Judge Tana Lin has granted a partial default judgment against Sameer Ramani, one of the defendants in the case involving former Coinbase product manager Ishan Wahi and his co-defendants. The United States Securities and Exchange Commission (SEC) had requested the default judgment against Ramani, who has apparently fled the country and has not responded to court summonses. In addition, Judge Lin ruled that certain secondary sales of cryptocurrencies should be classified as securities.
In July 2022, Ishan Wahi and his brother Nikhil were charged with insider trading and wire fraud. The trades in question involved tokens that were scheduled to be listed on Coinbase, and were made after Ishan Wahi had informed his associates about the exchange’s plans.

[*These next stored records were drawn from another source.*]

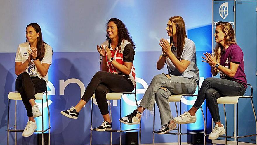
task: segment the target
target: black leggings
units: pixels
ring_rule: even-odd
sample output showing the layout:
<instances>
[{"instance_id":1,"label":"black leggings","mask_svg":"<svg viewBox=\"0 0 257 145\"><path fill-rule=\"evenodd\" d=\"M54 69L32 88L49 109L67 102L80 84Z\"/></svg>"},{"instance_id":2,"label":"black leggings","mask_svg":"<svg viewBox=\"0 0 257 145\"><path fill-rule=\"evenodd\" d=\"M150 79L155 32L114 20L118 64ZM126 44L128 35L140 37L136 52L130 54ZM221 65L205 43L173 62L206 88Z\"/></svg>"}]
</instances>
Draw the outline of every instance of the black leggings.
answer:
<instances>
[{"instance_id":1,"label":"black leggings","mask_svg":"<svg viewBox=\"0 0 257 145\"><path fill-rule=\"evenodd\" d=\"M214 122L220 121L218 98L224 96L241 96L245 91L242 84L223 79L208 78L204 79L197 98L193 106L199 109L206 99L206 104Z\"/></svg>"},{"instance_id":2,"label":"black leggings","mask_svg":"<svg viewBox=\"0 0 257 145\"><path fill-rule=\"evenodd\" d=\"M37 76L31 77L28 73L24 72L18 76L15 84L16 91L20 93L28 116L33 116L32 107L29 100L35 100L35 94L46 91L46 82L42 78Z\"/></svg>"},{"instance_id":3,"label":"black leggings","mask_svg":"<svg viewBox=\"0 0 257 145\"><path fill-rule=\"evenodd\" d=\"M87 86L81 99L87 102L94 93L101 113L105 115L109 113L107 94L112 92L131 92L134 88L131 80L126 76L98 71Z\"/></svg>"}]
</instances>

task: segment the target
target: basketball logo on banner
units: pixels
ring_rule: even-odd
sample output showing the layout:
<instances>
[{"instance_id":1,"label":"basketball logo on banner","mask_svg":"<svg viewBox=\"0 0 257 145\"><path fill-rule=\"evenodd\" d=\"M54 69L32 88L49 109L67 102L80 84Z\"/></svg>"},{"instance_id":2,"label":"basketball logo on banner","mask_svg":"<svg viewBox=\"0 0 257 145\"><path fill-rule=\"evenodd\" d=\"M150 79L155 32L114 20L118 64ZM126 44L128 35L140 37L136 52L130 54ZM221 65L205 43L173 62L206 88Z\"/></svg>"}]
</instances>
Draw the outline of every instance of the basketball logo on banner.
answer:
<instances>
[{"instance_id":1,"label":"basketball logo on banner","mask_svg":"<svg viewBox=\"0 0 257 145\"><path fill-rule=\"evenodd\" d=\"M220 17L223 20L225 19L228 14L228 3L224 3L220 5L219 13Z\"/></svg>"}]
</instances>

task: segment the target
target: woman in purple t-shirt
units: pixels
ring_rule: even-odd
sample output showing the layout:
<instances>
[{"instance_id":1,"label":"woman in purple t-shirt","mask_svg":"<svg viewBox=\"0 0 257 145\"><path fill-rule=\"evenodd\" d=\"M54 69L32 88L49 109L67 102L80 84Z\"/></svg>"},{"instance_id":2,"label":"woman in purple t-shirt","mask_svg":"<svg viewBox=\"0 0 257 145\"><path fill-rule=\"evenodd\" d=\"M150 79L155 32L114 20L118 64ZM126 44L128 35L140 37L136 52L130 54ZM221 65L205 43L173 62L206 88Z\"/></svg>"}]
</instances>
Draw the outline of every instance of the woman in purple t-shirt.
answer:
<instances>
[{"instance_id":1,"label":"woman in purple t-shirt","mask_svg":"<svg viewBox=\"0 0 257 145\"><path fill-rule=\"evenodd\" d=\"M206 58L202 58L204 59L203 62L209 63L211 67L213 75L216 76L219 72L220 79L205 79L193 107L174 119L174 122L179 124L195 122L195 113L206 99L207 106L215 124L209 135L209 139L212 140L225 134L224 127L220 118L217 99L225 96L242 96L247 88L244 72L244 54L235 42L232 25L229 23L220 22L216 23L216 27L214 34L217 43L214 50L215 55L204 53Z\"/></svg>"}]
</instances>

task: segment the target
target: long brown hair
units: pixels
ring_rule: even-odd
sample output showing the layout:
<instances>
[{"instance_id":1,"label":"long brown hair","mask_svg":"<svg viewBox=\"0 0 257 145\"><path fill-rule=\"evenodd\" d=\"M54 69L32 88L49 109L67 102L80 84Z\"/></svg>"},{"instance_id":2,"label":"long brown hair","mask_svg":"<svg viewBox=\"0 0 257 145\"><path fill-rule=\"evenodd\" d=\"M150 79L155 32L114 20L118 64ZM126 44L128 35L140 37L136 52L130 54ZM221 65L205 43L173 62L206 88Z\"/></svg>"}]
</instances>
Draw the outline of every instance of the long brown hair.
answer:
<instances>
[{"instance_id":1,"label":"long brown hair","mask_svg":"<svg viewBox=\"0 0 257 145\"><path fill-rule=\"evenodd\" d=\"M176 28L177 29L176 33L177 40L177 58L180 60L183 51L183 48L185 45L185 38L187 37L186 33L185 22L183 18L180 16L172 17L169 19L169 21L171 22L172 25L173 25L174 23L176 24ZM173 33L172 32L172 33ZM171 41L172 40L170 40Z\"/></svg>"},{"instance_id":2,"label":"long brown hair","mask_svg":"<svg viewBox=\"0 0 257 145\"><path fill-rule=\"evenodd\" d=\"M230 45L236 43L235 33L231 24L228 22L219 22L216 23L216 27L219 27L222 32L226 34L224 37L225 43L227 45ZM217 43L214 50L214 53L218 63L220 63L220 54L224 50L222 45L220 43Z\"/></svg>"},{"instance_id":3,"label":"long brown hair","mask_svg":"<svg viewBox=\"0 0 257 145\"><path fill-rule=\"evenodd\" d=\"M45 50L44 44L47 44L43 41L42 33L39 25L37 23L31 23L27 26L26 28L29 26L33 27L37 33L39 33L39 36L37 37L37 53L38 59L41 61L43 59L43 58L45 55ZM27 42L28 40L26 40L26 42Z\"/></svg>"}]
</instances>

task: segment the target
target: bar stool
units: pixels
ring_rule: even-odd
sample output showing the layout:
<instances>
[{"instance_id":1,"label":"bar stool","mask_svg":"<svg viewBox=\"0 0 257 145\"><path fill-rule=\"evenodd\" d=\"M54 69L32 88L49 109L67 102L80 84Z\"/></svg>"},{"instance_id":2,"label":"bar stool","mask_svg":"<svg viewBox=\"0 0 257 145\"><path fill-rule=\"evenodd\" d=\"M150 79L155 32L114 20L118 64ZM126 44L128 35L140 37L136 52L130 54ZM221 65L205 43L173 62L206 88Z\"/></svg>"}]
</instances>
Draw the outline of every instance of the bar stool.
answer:
<instances>
[{"instance_id":1,"label":"bar stool","mask_svg":"<svg viewBox=\"0 0 257 145\"><path fill-rule=\"evenodd\" d=\"M47 110L48 113L48 128L44 130L44 109L43 106L43 94L46 94L46 103L47 106ZM48 99L47 98L47 90L46 90L46 92L44 93L38 93L35 95L35 98L36 98L36 100L41 100L42 101L42 130L36 130L34 131L34 132L41 132L42 133L42 145L44 145L44 132L46 132L47 130L49 130L48 132L48 144L50 145L50 129L51 127L50 126L50 113L49 112L49 106L48 105ZM15 125L13 127L9 128L9 120L10 118L10 101L11 100L15 100ZM17 144L17 132L23 132L24 130L18 130L17 129L17 100L22 100L21 97L20 96L20 94L19 93L17 92L11 92L9 93L8 94L8 120L7 122L7 129L6 131L7 132L7 145L9 145L9 133L10 132L15 132L15 144ZM12 129L13 128L15 129Z\"/></svg>"},{"instance_id":2,"label":"bar stool","mask_svg":"<svg viewBox=\"0 0 257 145\"><path fill-rule=\"evenodd\" d=\"M251 95L250 96L225 96L222 97L220 97L217 99L217 102L218 104L223 104L223 108L224 110L224 113L225 116L225 136L222 135L219 137L225 137L225 144L227 145L227 138L235 138L236 139L237 144L238 144L238 139L239 138L242 138L248 137L251 137L253 136L256 136L256 139L257 139L257 120L256 119L256 116L255 114L255 111L254 110L254 108L253 106L253 87L252 86L249 84L247 84L247 85L249 85L251 88ZM255 120L255 125L256 127L256 134L251 134L249 135L246 135L243 136L238 136L238 100L241 98L249 98L251 99L251 103L252 105L252 107L253 108L253 115L254 116L254 118ZM226 114L226 108L225 107L225 105L226 104L237 104L236 110L237 110L237 127L236 129L236 136L227 136L227 116ZM207 106L206 106L207 107ZM207 110L206 108L206 112L207 113ZM207 122L207 114L206 113L206 118L205 121L205 125L206 125L206 122ZM206 137L209 136L210 134L207 134L206 132L204 134L204 138L206 138ZM204 142L204 144L206 144L206 143Z\"/></svg>"},{"instance_id":3,"label":"bar stool","mask_svg":"<svg viewBox=\"0 0 257 145\"><path fill-rule=\"evenodd\" d=\"M198 85L198 91L199 90L199 85ZM178 116L178 108L177 106L177 102L179 102L179 115L181 115L181 98L183 97L197 97L197 95L191 95L191 94L181 94L181 95L173 95L170 96L169 97L169 102L173 102L175 103L175 107L176 108L176 111L177 113L177 116ZM205 123L204 120L204 112L203 111L202 108L202 106L200 107L201 111L202 111L202 114L203 116L203 118L204 120L204 122ZM154 130L154 122L155 121L155 104L154 106L154 118L153 118L153 145L154 144L154 134L158 133L158 131ZM163 134L172 134L172 135L178 135L178 145L181 145L181 136L182 135L186 135L186 134L196 134L198 133L203 133L204 134L206 130L206 128L205 127L205 124L204 124L204 131L200 132L185 132L182 133L181 131L181 124L180 124L178 127L178 129L174 129L173 130L177 130L178 133L176 132L167 132L166 133ZM205 138L204 138L204 142L205 142Z\"/></svg>"},{"instance_id":4,"label":"bar stool","mask_svg":"<svg viewBox=\"0 0 257 145\"><path fill-rule=\"evenodd\" d=\"M135 100L136 101L136 104L137 108L138 108L138 105L137 101L136 100L136 88L135 87L135 90L133 92L122 92L122 93L110 93L106 94L106 98L107 100L109 100L109 106L110 110L110 114L111 119L111 121L112 122L112 111L111 109L111 100L120 100L120 118L121 117L121 96L123 95L134 95L135 96ZM92 128L92 115L93 112L93 100L94 99L95 99L95 94L94 94L92 97L92 105L91 106L91 127L90 127L90 145L92 144L92 132L93 131L95 131L96 128ZM126 130L122 130L121 129L121 122L120 123L120 130L106 130L105 132L110 132L110 144L112 145L112 132L116 132L120 133L120 145L121 145L121 132L128 131L132 131L133 130L138 130L139 131L139 145L141 145L141 123L140 122L139 124L139 128L136 128L135 129L128 129Z\"/></svg>"}]
</instances>

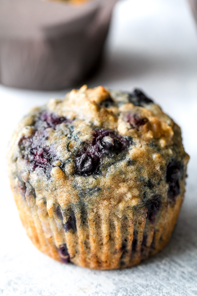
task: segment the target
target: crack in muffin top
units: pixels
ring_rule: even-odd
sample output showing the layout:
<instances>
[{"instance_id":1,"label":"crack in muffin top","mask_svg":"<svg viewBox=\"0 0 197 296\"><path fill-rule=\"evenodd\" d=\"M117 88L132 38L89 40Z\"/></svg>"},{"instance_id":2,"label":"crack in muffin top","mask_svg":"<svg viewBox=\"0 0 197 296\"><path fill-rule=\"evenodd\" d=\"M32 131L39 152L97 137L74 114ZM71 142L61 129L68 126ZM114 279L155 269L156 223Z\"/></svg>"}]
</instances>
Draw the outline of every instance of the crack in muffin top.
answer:
<instances>
[{"instance_id":1,"label":"crack in muffin top","mask_svg":"<svg viewBox=\"0 0 197 296\"><path fill-rule=\"evenodd\" d=\"M110 199L155 213L161 192L167 197L171 186L172 201L179 194L187 155L180 128L140 90L85 85L32 110L10 147L17 178L36 198L57 199L62 208L80 199L105 207Z\"/></svg>"}]
</instances>

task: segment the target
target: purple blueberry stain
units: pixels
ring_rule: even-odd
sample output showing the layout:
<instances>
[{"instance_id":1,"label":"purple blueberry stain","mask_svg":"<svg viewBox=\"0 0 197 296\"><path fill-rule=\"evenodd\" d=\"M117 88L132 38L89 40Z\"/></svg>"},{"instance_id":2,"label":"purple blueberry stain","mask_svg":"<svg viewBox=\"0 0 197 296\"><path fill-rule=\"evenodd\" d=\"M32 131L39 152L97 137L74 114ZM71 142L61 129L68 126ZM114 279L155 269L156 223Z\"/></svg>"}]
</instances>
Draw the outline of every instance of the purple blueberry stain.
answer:
<instances>
[{"instance_id":1,"label":"purple blueberry stain","mask_svg":"<svg viewBox=\"0 0 197 296\"><path fill-rule=\"evenodd\" d=\"M70 256L66 244L64 243L61 245L57 249L61 257L61 261L65 263L69 263L70 262Z\"/></svg>"},{"instance_id":2,"label":"purple blueberry stain","mask_svg":"<svg viewBox=\"0 0 197 296\"><path fill-rule=\"evenodd\" d=\"M184 175L184 167L180 161L176 160L169 163L167 166L166 180L168 184L168 198L173 202L180 193L180 180Z\"/></svg>"},{"instance_id":3,"label":"purple blueberry stain","mask_svg":"<svg viewBox=\"0 0 197 296\"><path fill-rule=\"evenodd\" d=\"M125 120L129 123L131 128L135 128L138 131L140 126L144 125L148 121L146 117L142 117L136 113L127 114L125 116Z\"/></svg>"},{"instance_id":4,"label":"purple blueberry stain","mask_svg":"<svg viewBox=\"0 0 197 296\"><path fill-rule=\"evenodd\" d=\"M71 212L69 218L64 224L64 226L66 232L71 230L72 230L74 232L76 231L76 218L73 211Z\"/></svg>"},{"instance_id":5,"label":"purple blueberry stain","mask_svg":"<svg viewBox=\"0 0 197 296\"><path fill-rule=\"evenodd\" d=\"M137 231L134 230L131 247L131 250L133 253L135 253L136 252L137 245L138 234L138 233Z\"/></svg>"},{"instance_id":6,"label":"purple blueberry stain","mask_svg":"<svg viewBox=\"0 0 197 296\"><path fill-rule=\"evenodd\" d=\"M148 219L152 224L155 222L155 215L159 211L162 205L161 196L156 194L151 199L148 200L146 203L147 208L146 219Z\"/></svg>"},{"instance_id":7,"label":"purple blueberry stain","mask_svg":"<svg viewBox=\"0 0 197 296\"><path fill-rule=\"evenodd\" d=\"M100 174L100 165L104 156L113 153L118 155L131 143L126 138L109 130L95 131L93 136L92 143L86 143L86 151L80 151L76 155L75 173L80 176Z\"/></svg>"},{"instance_id":8,"label":"purple blueberry stain","mask_svg":"<svg viewBox=\"0 0 197 296\"><path fill-rule=\"evenodd\" d=\"M100 159L92 151L82 151L75 159L75 173L82 176L89 176L99 173Z\"/></svg>"},{"instance_id":9,"label":"purple blueberry stain","mask_svg":"<svg viewBox=\"0 0 197 296\"><path fill-rule=\"evenodd\" d=\"M55 129L57 125L62 123L70 123L72 120L64 116L58 116L53 113L45 111L40 113L34 127L36 130L52 128Z\"/></svg>"},{"instance_id":10,"label":"purple blueberry stain","mask_svg":"<svg viewBox=\"0 0 197 296\"><path fill-rule=\"evenodd\" d=\"M144 104L153 104L153 101L148 98L139 89L136 89L133 92L129 94L128 99L129 102L136 106L143 107Z\"/></svg>"},{"instance_id":11,"label":"purple blueberry stain","mask_svg":"<svg viewBox=\"0 0 197 296\"><path fill-rule=\"evenodd\" d=\"M47 139L44 133L37 131L31 137L22 138L19 145L23 158L29 161L32 170L40 168L49 178L53 163L58 157L51 148L45 146Z\"/></svg>"},{"instance_id":12,"label":"purple blueberry stain","mask_svg":"<svg viewBox=\"0 0 197 296\"><path fill-rule=\"evenodd\" d=\"M146 247L146 246L147 238L148 236L147 235L147 234L146 233L146 232L144 233L143 234L142 241L141 242L141 253L143 253L144 252Z\"/></svg>"},{"instance_id":13,"label":"purple blueberry stain","mask_svg":"<svg viewBox=\"0 0 197 296\"><path fill-rule=\"evenodd\" d=\"M25 193L27 190L27 187L25 183L24 182L20 182L18 188L21 196L23 198L25 199Z\"/></svg>"},{"instance_id":14,"label":"purple blueberry stain","mask_svg":"<svg viewBox=\"0 0 197 296\"><path fill-rule=\"evenodd\" d=\"M113 106L115 102L113 101L111 96L109 96L104 101L103 101L100 104L101 107L105 107L106 108L109 108Z\"/></svg>"},{"instance_id":15,"label":"purple blueberry stain","mask_svg":"<svg viewBox=\"0 0 197 296\"><path fill-rule=\"evenodd\" d=\"M109 130L100 130L93 134L92 144L96 145L100 152L120 152L127 147L128 141L125 138Z\"/></svg>"}]
</instances>

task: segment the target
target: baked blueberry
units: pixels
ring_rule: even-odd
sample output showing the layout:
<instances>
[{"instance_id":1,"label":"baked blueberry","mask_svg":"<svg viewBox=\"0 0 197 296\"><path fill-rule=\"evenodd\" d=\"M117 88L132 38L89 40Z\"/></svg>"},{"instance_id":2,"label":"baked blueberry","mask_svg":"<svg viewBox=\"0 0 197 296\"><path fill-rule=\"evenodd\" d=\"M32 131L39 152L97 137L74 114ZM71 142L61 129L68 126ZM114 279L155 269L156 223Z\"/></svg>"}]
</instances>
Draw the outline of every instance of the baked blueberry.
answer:
<instances>
[{"instance_id":1,"label":"baked blueberry","mask_svg":"<svg viewBox=\"0 0 197 296\"><path fill-rule=\"evenodd\" d=\"M8 157L34 243L62 262L103 269L131 266L163 247L189 159L180 128L141 91L85 86L30 112Z\"/></svg>"}]
</instances>

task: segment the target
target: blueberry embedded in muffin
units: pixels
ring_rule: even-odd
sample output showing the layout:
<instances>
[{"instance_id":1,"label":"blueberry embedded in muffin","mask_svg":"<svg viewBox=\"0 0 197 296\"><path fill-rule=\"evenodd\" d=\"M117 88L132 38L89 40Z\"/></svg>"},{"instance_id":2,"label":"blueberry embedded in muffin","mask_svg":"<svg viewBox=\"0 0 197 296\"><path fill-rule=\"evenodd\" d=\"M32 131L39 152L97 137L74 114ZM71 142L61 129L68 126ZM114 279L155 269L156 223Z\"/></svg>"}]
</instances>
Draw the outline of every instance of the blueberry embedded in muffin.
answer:
<instances>
[{"instance_id":1,"label":"blueberry embedded in muffin","mask_svg":"<svg viewBox=\"0 0 197 296\"><path fill-rule=\"evenodd\" d=\"M64 262L131 266L169 240L188 156L180 128L141 91L86 86L19 123L8 154L27 234Z\"/></svg>"}]
</instances>

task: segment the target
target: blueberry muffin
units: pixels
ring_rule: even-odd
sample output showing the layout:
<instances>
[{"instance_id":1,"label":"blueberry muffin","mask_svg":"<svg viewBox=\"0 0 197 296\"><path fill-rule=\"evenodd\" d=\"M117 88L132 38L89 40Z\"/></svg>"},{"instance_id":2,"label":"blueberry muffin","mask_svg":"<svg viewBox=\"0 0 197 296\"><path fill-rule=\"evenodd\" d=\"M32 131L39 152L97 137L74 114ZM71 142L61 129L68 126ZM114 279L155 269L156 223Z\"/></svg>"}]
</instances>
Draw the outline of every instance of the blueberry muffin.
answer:
<instances>
[{"instance_id":1,"label":"blueberry muffin","mask_svg":"<svg viewBox=\"0 0 197 296\"><path fill-rule=\"evenodd\" d=\"M32 110L8 153L27 234L57 260L105 269L168 241L189 156L180 128L141 90L73 90Z\"/></svg>"}]
</instances>

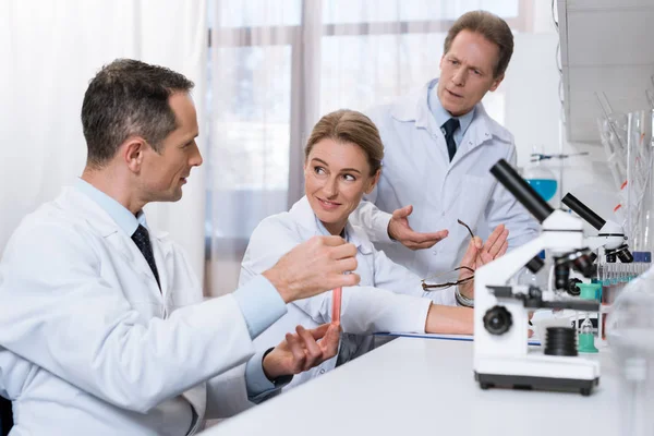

Judge Lin, who presides over the U.S. District Court of Western Washington in Seattle, agreed with the SEC’s request for a permanent injunction against Ramani, as well as civil penalties and disgorgement. However, she did not agree that the defendant should be required to pay prejudgment interest on the disgorged funds. It is alleged that Nikhil Wahi and Ramani made $1.5 million from their illegal trades.
The SEC claimed that at least nine of the 25 tokens invested in by Nikhil Wahi and Ramani on the advice of Ishan Wahi were securities. These tokens include Powerledger (POWR), Kromatika (KROM), DFX Finance (DFX), Amp (AMP), Rally (RLY), Rari Governance Token (RGT), DerivaDAO (DDX), LCX, and XYO. Judge Lin accepted the SEC’s argument without challenge.
Paul Grewal, the chief legal officer of Coinbase, agreed with Judge Lin’s ruling, stating that the SEC had an “open door” in this case. Ishan Wahi initially pleaded not guilty to the insider trading charges but later changed his plea to guilty in February 2023. He was sentenced to two years in prison, while his brother Nikhil received a 10-month sentence.
Ramani’s defense counsel, David Kornblau at Denton’s, did not respond to inquiries from Cointelegraph. Additionally, the email address listed for Ramani in the court document was not accepting mail when contacted by Cointelegraph.